De agosto de 2013 até o fim de 2014, foi assessor especial (o que significa coordenar a assessoria de gabinete) de Juca Ferreira na Secretaria Municipal de São Paulo.

Em maio de 2014, ao defender o voto para a presidente Dilma Rousseff (PT) em texto publicado no Facebook, Brant admitiu que em sua gestão, na cultura, houve retrocessos notáveis em relação ao governo Lula. As ministras Ana de Hollanda e Marta Suplicy (PT) estiveram à frente no ministério na primeira gestão de Dilma. “A cultura no governo Dilma é aquém da grandeza que o Ministério da Cultura precisa, inclusive de ampliação do papel da cultura no projeto de desenvolvimento do país”, justifica o secretário.

Brant ressalta a necessidade de revitalizar a Funarte, órgão de fomento às artes do Ministério da Cultura alvo de críticas, revisar a Lei de Direitos Autorais e rediscutir a política de financiamento da cultura. “Acho que isso passa por uma revisão da Lei Rouanet, mas precisa ir além. Precisamos pensar o que é a produção cultural no século XXI, e boa parte (dela) se dá via internet”, afirmou.

O novo secretário-executivo também enfatiza que, durante a sua gestão, pretende fortalecer a integração do setor da cultura entre Estados, municípios, setores produtores e cidadãos.

“Esquerda errou”. O ministro da Cultura reconheceu que a “esquerda errou muito no poder” e defendeu a retomada de “um projeto generoso” para o Brasil. Ele fez crítica ainda aos casos de corrupção envolvendo integrantes do governo. “Não podemos parecer com a direita. Nós não temos direito de acesso à corrupção”, afirmou Ferreira para uma plateia de estudantes universitários e do ensino médio que participavam da nova Bienal da União Nacional dos Estudantes, na Lapa, na última quarta-feira.

Muito aplaudido, Ferreira falava sobre o suposto crescimento da direita no Brasil. “A direita nunca foi tão forte no Brasil.
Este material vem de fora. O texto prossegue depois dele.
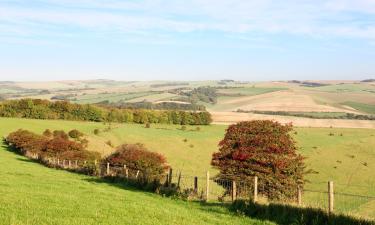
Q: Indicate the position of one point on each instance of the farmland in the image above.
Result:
(290, 96)
(345, 156)
(33, 194)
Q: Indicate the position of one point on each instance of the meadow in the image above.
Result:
(345, 156)
(34, 194)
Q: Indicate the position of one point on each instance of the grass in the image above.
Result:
(34, 194)
(345, 156)
(249, 91)
(361, 107)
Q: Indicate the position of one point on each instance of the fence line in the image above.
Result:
(216, 189)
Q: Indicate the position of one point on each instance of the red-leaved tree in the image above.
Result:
(262, 148)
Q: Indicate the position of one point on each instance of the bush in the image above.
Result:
(84, 142)
(60, 134)
(44, 109)
(136, 157)
(75, 134)
(265, 149)
(47, 133)
(27, 142)
(109, 143)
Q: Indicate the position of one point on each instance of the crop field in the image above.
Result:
(362, 107)
(345, 156)
(34, 194)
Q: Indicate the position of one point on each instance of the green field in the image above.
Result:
(34, 194)
(345, 156)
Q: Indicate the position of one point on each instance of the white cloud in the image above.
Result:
(333, 18)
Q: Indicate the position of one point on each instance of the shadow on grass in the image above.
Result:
(287, 214)
(277, 213)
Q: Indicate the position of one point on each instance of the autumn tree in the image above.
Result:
(265, 149)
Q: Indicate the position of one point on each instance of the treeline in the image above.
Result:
(204, 94)
(49, 145)
(54, 149)
(317, 115)
(154, 106)
(44, 109)
(169, 84)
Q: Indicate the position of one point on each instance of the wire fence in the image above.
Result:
(209, 188)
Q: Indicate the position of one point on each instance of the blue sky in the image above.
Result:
(187, 39)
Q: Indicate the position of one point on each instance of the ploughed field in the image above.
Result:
(346, 156)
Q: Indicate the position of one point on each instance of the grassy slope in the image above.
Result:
(323, 152)
(33, 194)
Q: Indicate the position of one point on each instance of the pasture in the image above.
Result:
(34, 194)
(345, 156)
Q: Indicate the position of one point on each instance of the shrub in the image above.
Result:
(96, 131)
(109, 143)
(76, 134)
(84, 142)
(47, 133)
(136, 157)
(27, 142)
(60, 134)
(265, 149)
(44, 109)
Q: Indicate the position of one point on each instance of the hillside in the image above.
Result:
(345, 156)
(34, 194)
(222, 99)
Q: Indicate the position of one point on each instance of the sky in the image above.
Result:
(250, 40)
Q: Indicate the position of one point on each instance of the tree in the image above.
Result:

Eles estão produzindo líderes que podem se tornar absolutamente perigosos. Eu seria hipócrita se não dissesse que a esquerda errou muito no poder. A corrupção é um mecanismo da direita, de desmoralizar o Estado, é uma maneira de garantir que a população desacredite nas lideranças, desacredite nos partidos, que não tenha esperança. Nós ajudamos nesse momento difícil que o Brasil está passando. Toda vez que a esquerda se parece com a direita, quem ganha é a direita. É preciso retomar rapidamente um projeto generoso, onde caibam todos os brasileiros e brasileiras”, afirmou.
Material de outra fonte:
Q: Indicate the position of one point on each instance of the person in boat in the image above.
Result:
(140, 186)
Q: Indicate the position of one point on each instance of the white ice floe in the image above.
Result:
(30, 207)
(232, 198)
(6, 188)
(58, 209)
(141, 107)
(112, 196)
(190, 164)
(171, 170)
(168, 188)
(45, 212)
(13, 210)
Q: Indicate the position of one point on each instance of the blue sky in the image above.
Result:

Diante da principal demanda dos estudantes – a regulamentação da Lei da Meia Entrada –, disse que a questão estaria resolvida “se dependesse da uma canetada” sua. Mas não detalhou em que bases se daria essa regulamentação. “A meia entrada historicamente é o mecanismo para que a juventude tenha acesso à cultura. Houve evolução enorme nas negociações. Eu sugiro que a UNE entre em contato com a representação dos artistas porque é fundamental que essa regulamentação seja feita”, afirmou.